The true cost of regular team meetings, and why we should care
Time is money but few organisations treat it that way. A junior person who can’t sign off a £1000 invoice can schedule a regular meeting which costs twenty times that in management salaries, with no approval process at all. So says a well-researched piece in this month’s issue of Harvard Business Review (Reprint R1405D). A team from Bain used information from the online calendars of executives across more than a dozen large corporations to show how casually time is treated. There’s none of the scrutiny that is applied to other forms of expenditure. Oh sure, there’s time management, but it’s mostly personal. It’s about helping people cope, rather than using the company’s resources better. Time management programmes are about training individuals to behave differently – prioritise tasks, recognise the difference between important and urgent, all that sensible stuff. The trouble is, most of us don’t work in a vacuum, where we can choose how we spend our time. Their analysis shows that people in senior management roles spend almost half their time in meetings with three or more colleagues.
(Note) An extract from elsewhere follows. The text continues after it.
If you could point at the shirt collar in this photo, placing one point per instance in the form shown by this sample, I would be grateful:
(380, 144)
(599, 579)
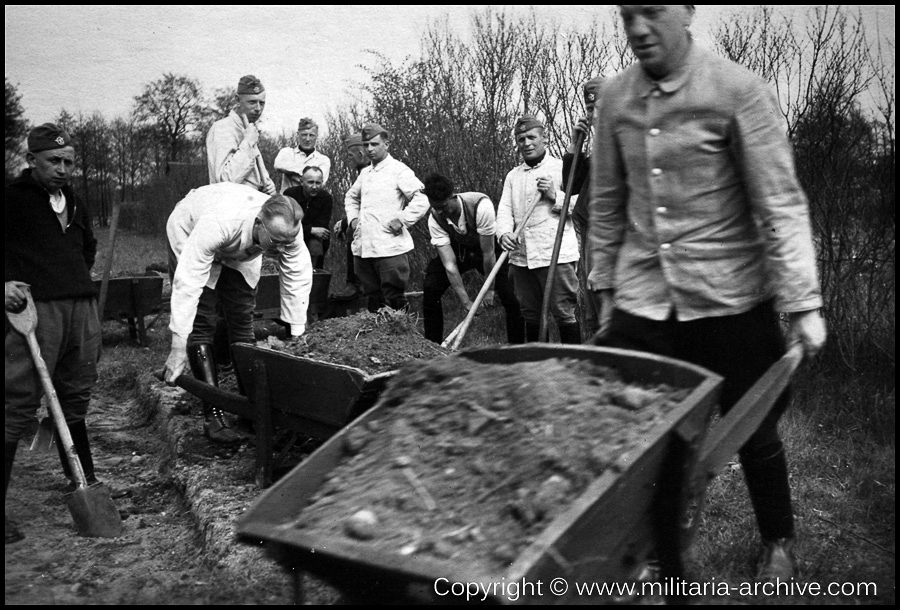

As technology has made it easier for people to communicate and to meet, in person or virtually, the amount of corporate time spent in meetings has grown year on year since 2008, and is now about 15% of organisational time. This does not mean more collaboration though, since most of it is within departments rather than being cross-functional or between businesses. The article sets out some approaches taken by major corporations to tackle the meeting culture and put a value on people’s time. One method is to have a zero-based time budget. Just as the capital and operating budgets can be built from scratch each year (though many simply build on last year’s budget), meetings and projects which use people’s time can be reappraised and reset each year based on their merits. Instead, many of us roll from one week and one month to the next with a comforting set of meetings in the calendar so we are never truly alone with our thoughts. Have you, like me, ever wondered whether it might be perfectly possible to avoid work altogether in a large corporation by getting invited to enough meetings?
Why should we care?
Marketing people should care about this even more than finance people tracking productivity or HR people worrying about employee satisfaction. Why? Because an organisation that doesn’t value time is bad for customers. It’s going to make bad decisions and create poor processes that waste people’s time, and nowadays that is a reason for people to switch. There are lots of businesses that make demands on their customers’ time but are barely aware of it. For example, the ones that have a requirement to read you the terms and conditions every time (yes even you First Direct) and that crazy 17 pages on your iPhone every time Apple update their operating system. No one honestly thinks that is good for customers. They are fulfilling their own need, without a thought for the customer impact. Similarly, we’ve all seen customer complaints systems that put the onus on the customer to do all the work. In that case it may well be calculated to reduce complaints, and it may succeed, but there’s a consequence somewhere down the line. Once again, what gets measured gets the focus – even if fewer customer complaints leads to fewer customers.
What can you do about it?
It’s hard to change the culture of an organisation, but as customer advocates we can check how things will work from the customer’s point of view, and help design processes that are quick and easy for the customer, rather than defaulting to those which are efficient for the organisation.
Meanwhile, just for fun, here’s a challenge. Think about meetings you’ve been in recently. Do any of these apply?
- It’s a standing meeting – it’s a regular slot in the diary and we nearly always have it.
- People often drift in and out of meetings, taking calls or checking emails.
- I attend meetings just to listen.
- There are meetings I go to because I’m expected to be there, to show support or respect.
If they do, maybe you can be the brave person who will check what outcome is expected from the meeting (the polite way to wonder whether the meeting needs to happen), or what input is required of you (i.e. whether you need to be there). Be careful – and good luck!